TThe results of a YouGov survey to find the “most admired” people on Earth were published this week. Topping the male list is Barack Obama, the first black president of the United States (in the world most admired, the sexes are shyly separated). In second place is Bill Gates, an estimated $ 50 billion charity donor. But the real big actor is (of course) Cristiano Ronaldo, who ends 2021 by sweeping the neck of genocidal party dictator Xi Jinping for the title of third most admired man on the planet.
To a cynic this might sound like strange company. Below Ronaldo on the global admiration list are activists, philanthropists, hyper-visible despots, emissaries of the word of God on Earth.
Ronaldo, meanwhile, has very good muscle definition. Its goals / games ratio is first rate. It looks like a living pop art piece called Sport Human No 3 or, depending on your perspective, an exceptionally good looking ice cream robot from the year 2091. It clearly smells great. What not to admire?
But in reality, the only value of this stuff is to illustrate a familiar confusion of scale. Footballers have always existed at the antipodes of this specter: gods and monsters, thugs and princes, objects of flattering veneration versus agents of moral panic. Ronaldo as the world’s fourth most admired man feels like the flip side of yet another wave of public sentiment this week, something much more serious, but rooted in the same core category confusion.
This is of course the Covid-19. As infections escalated and the game roster dissolved around the edges, the idea took hold that footballers in men’s professional soccer played the vaccines quickly and freely. Footballers, we hear, are lagging behind to get the jab. Footballers have let us down, plagued by conspiracy theory, ignorance, notions of their own exceptionalism.
It has become an accepted fact, the fuel for a thunderous opinion piece, a social media appeal, for innuendo about the hive-minded nonsense of rich working-class men. Footballers, who are not disproportionately vaccinated, should have their jab status coercively released. Footballers, who are not disproportionately vaccinated, should be deprived of their pay when they miss matches. Footballers, who are not disproportionately vaccinated, should be forced to pay the expenses of those who lose due to cancellations.
The good thing is. Except that a simple fact undermines it all. Footballers are not disproportionately unvaccinated. It can look like this if you dress well. But in any sane context, this is not really true.
The reality is this: 68% of footballers had been doubly vaccinated until the most recent statistics, including the Premier League. Look a little deeper and guess what? These figures are the same for men aged 20-30 in the UK population in general. Bottom line: footballers are not latecomers, not a special case. They just reflect everyone’s reality. Maybe you could even say that footballers do better than the general population. In the non-football world a quarter of people in this age group are obese. Correct less than a fifth will have a pre-existing health problem. No footballer is obese. They are the fittest people in the country. The most selfish inducements to get a jab are taken away.
With this in mind, achieving parity vaccination with their peers across the country is a decent effort. This is certainly not a reason for wringing their hands or for a series of false horrors that are stopping these monsters now. So where does it come from? How is it so easy for a fundamental fact – footballers: just like everyone else – to be dismissed in the name of performative rebuke?
As a footnote, it is of course necessary at times like these to show your own ideological papers. Why is this guy ruining a perfectly good divisive argument? What is his program? For what it’s worth, I’m totally pro-vaccines – pro all drugs – because I like not dying of disease. Juice me. I’ll swallow everything you’ve got. But then I spent 30 years drinking lager, smoking queers, gargling pot noodle dust, stuffing my arteries with steroid-fed animal flesh. No matter the toxic air, the industrial slurry, the microplastics in your bones, it’s that little bit of well-meaning diluted medicine that’s going to get you, eh?
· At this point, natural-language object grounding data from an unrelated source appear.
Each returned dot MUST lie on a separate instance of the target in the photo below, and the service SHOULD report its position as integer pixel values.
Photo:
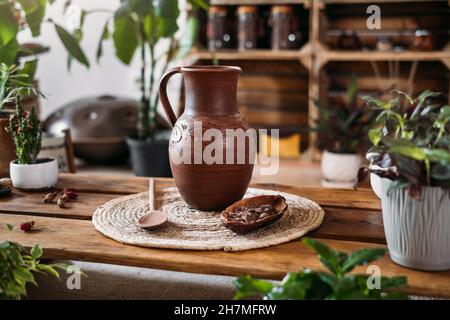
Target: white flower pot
(379, 185)
(41, 175)
(340, 167)
(418, 231)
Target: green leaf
(34, 14)
(437, 155)
(375, 136)
(407, 96)
(49, 269)
(440, 171)
(104, 36)
(199, 4)
(71, 44)
(125, 37)
(425, 95)
(29, 69)
(361, 257)
(187, 42)
(167, 13)
(394, 282)
(376, 103)
(24, 274)
(397, 185)
(36, 251)
(405, 148)
(8, 25)
(249, 286)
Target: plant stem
(143, 114)
(152, 111)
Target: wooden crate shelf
(305, 3)
(374, 1)
(315, 81)
(259, 54)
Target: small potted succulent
(12, 83)
(342, 129)
(27, 171)
(412, 151)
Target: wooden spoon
(153, 219)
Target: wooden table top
(352, 221)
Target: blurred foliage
(137, 27)
(412, 142)
(343, 127)
(337, 284)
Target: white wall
(109, 77)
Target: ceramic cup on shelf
(38, 176)
(340, 169)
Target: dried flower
(62, 201)
(5, 183)
(27, 226)
(71, 194)
(49, 197)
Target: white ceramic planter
(41, 175)
(379, 185)
(417, 231)
(340, 167)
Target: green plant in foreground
(13, 83)
(337, 284)
(26, 131)
(17, 268)
(412, 143)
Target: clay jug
(211, 102)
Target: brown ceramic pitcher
(211, 101)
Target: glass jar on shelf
(247, 27)
(284, 28)
(219, 31)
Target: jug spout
(211, 90)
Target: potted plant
(18, 266)
(336, 284)
(12, 83)
(412, 150)
(342, 129)
(29, 172)
(21, 61)
(139, 26)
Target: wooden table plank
(78, 240)
(362, 199)
(340, 223)
(33, 203)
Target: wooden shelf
(375, 2)
(249, 55)
(334, 55)
(259, 2)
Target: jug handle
(163, 94)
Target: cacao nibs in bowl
(249, 214)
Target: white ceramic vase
(38, 176)
(340, 167)
(418, 231)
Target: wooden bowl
(249, 214)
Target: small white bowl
(38, 176)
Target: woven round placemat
(188, 228)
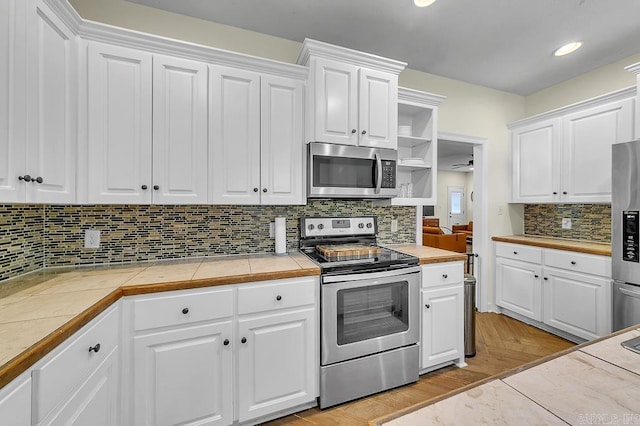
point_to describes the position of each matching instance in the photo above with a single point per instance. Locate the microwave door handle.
(378, 173)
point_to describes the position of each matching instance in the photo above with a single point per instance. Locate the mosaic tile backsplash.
(34, 236)
(590, 222)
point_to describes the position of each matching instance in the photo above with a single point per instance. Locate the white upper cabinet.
(119, 125)
(147, 128)
(353, 96)
(179, 131)
(256, 150)
(565, 155)
(38, 106)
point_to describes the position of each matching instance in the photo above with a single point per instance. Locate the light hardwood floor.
(502, 343)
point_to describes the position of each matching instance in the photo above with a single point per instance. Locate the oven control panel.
(334, 226)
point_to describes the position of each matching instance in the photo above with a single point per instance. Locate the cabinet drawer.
(58, 376)
(443, 273)
(519, 252)
(276, 295)
(182, 307)
(578, 262)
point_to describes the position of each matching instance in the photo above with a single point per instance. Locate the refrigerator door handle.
(630, 293)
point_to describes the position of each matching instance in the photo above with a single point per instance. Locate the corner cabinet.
(38, 105)
(565, 156)
(256, 140)
(352, 96)
(442, 316)
(563, 292)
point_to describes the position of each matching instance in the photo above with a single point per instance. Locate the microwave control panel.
(388, 174)
(630, 235)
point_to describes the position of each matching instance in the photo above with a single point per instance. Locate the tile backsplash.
(590, 222)
(33, 236)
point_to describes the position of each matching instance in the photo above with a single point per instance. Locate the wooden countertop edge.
(38, 350)
(415, 407)
(559, 245)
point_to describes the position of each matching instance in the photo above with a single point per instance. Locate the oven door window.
(342, 172)
(368, 312)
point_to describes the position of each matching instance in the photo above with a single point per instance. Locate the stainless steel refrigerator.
(625, 221)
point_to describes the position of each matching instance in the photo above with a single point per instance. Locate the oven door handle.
(378, 173)
(329, 279)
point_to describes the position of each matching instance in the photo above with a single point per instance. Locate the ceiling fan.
(468, 164)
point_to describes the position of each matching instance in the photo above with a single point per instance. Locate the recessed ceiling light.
(568, 48)
(423, 3)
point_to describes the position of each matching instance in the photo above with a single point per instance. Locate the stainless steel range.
(369, 301)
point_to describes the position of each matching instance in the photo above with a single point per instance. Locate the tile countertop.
(602, 249)
(42, 309)
(594, 383)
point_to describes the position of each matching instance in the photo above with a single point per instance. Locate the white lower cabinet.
(567, 291)
(15, 402)
(442, 315)
(220, 355)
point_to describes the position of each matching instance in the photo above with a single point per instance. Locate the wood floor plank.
(502, 343)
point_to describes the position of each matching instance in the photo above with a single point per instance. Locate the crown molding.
(419, 97)
(317, 49)
(617, 95)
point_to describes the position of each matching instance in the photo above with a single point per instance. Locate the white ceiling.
(503, 44)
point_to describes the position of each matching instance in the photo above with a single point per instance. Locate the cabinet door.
(535, 162)
(442, 325)
(577, 303)
(235, 136)
(519, 287)
(378, 109)
(52, 110)
(282, 118)
(96, 402)
(179, 131)
(336, 102)
(12, 100)
(277, 367)
(119, 129)
(586, 158)
(184, 376)
(15, 402)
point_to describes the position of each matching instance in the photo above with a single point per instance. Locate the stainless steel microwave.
(342, 171)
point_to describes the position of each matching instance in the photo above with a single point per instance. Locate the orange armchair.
(433, 236)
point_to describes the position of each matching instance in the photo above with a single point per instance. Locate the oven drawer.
(442, 274)
(274, 295)
(185, 307)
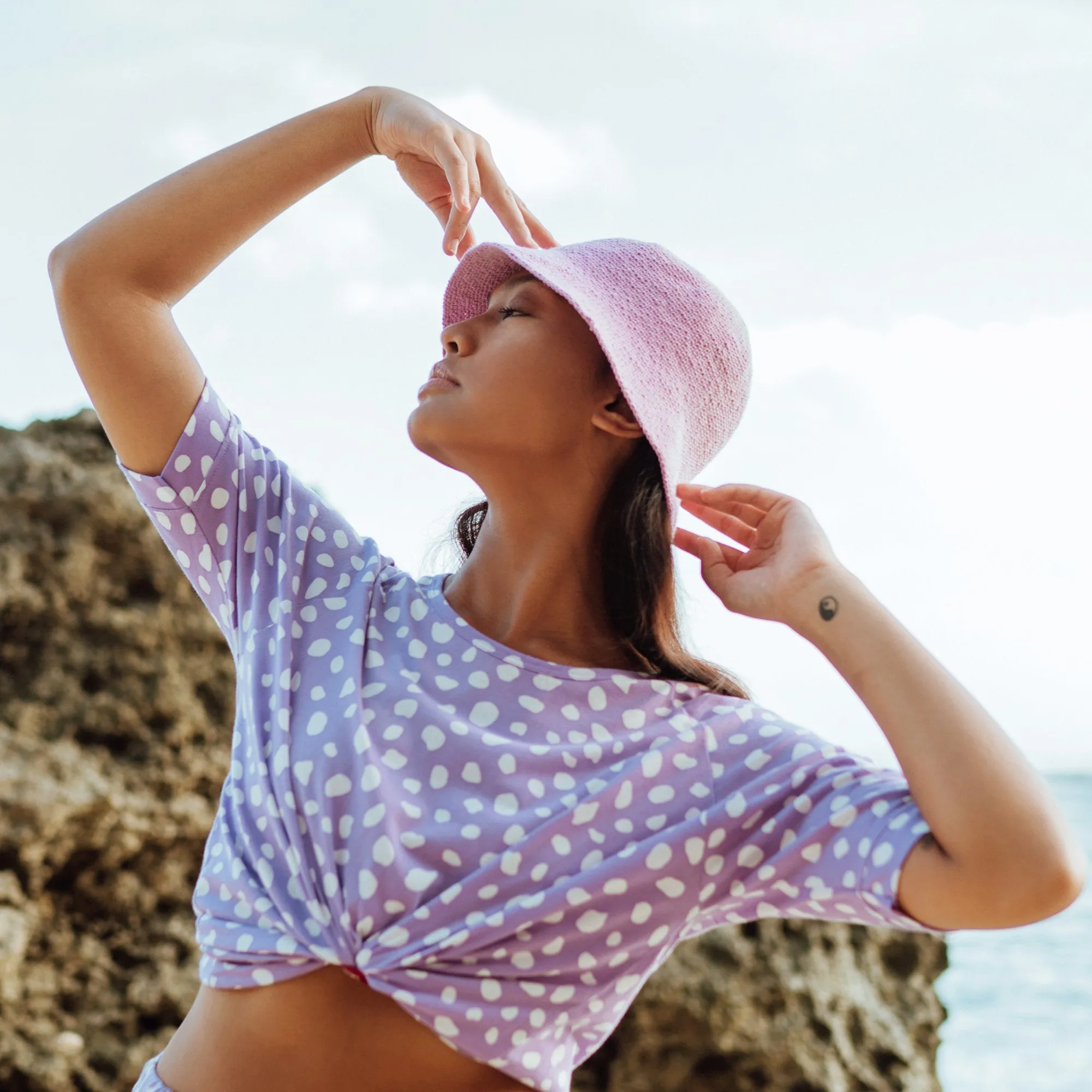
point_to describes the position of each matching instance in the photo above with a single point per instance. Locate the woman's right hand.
(448, 167)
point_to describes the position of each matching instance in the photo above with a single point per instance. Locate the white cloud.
(951, 468)
(543, 162)
(383, 300)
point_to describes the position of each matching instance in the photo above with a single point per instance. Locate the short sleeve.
(802, 827)
(252, 539)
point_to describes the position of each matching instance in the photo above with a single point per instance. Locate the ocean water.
(1020, 1001)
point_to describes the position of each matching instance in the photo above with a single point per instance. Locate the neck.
(533, 583)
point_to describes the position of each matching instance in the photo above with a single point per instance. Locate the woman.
(469, 815)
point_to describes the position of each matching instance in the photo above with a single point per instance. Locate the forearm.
(989, 810)
(167, 239)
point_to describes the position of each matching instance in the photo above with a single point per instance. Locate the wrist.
(360, 111)
(824, 602)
So what to take away from all this? First, it might be good to stop hero worshiping footballers. The corollary of this familiar kind of rage – footballers like thugs, footballers like dunces, footballers like arrogant workers – is the tendency to gush, coo and laugh at these people the rest of the time. This is not limited to football supporters, but the prerogative of a certain type of journalist whose work is essentially a series of applause emojis, a seduction by the idea that talent, wealth, style and a beautifully lit social media feed impart a sort of cloudless. inner grace on everything from pandemic management to fiscal balance, to all the other things you believe in. It’s a very modern kind of idolatry. It will always lead to disappointment. Footballers: It’s just folk too.
And finally football is good for telling us other things. For example, taking a relentlessly polarized stance on any issue is a bad idea.
Come to think of it, creating a cohesive subset of people called “footballers” (one shared attribute: good at kicking a ball) is pretty ridiculous in the first place.
Two things seem certain. What these data tell us is that the footballing generation, the 20-30 year olds, is a bit atomized and alienated, held hostage by tides of confusing information. And that, through it all, players have taken risks to keep us entertained, pushing bodies to absolute aerobic capacity during a global lung and heart disease emergency.
Does that sound reasonable? Is there a real understanding of the risks, in the long term? Not really! It may even be something – wisely and within limits – to admire.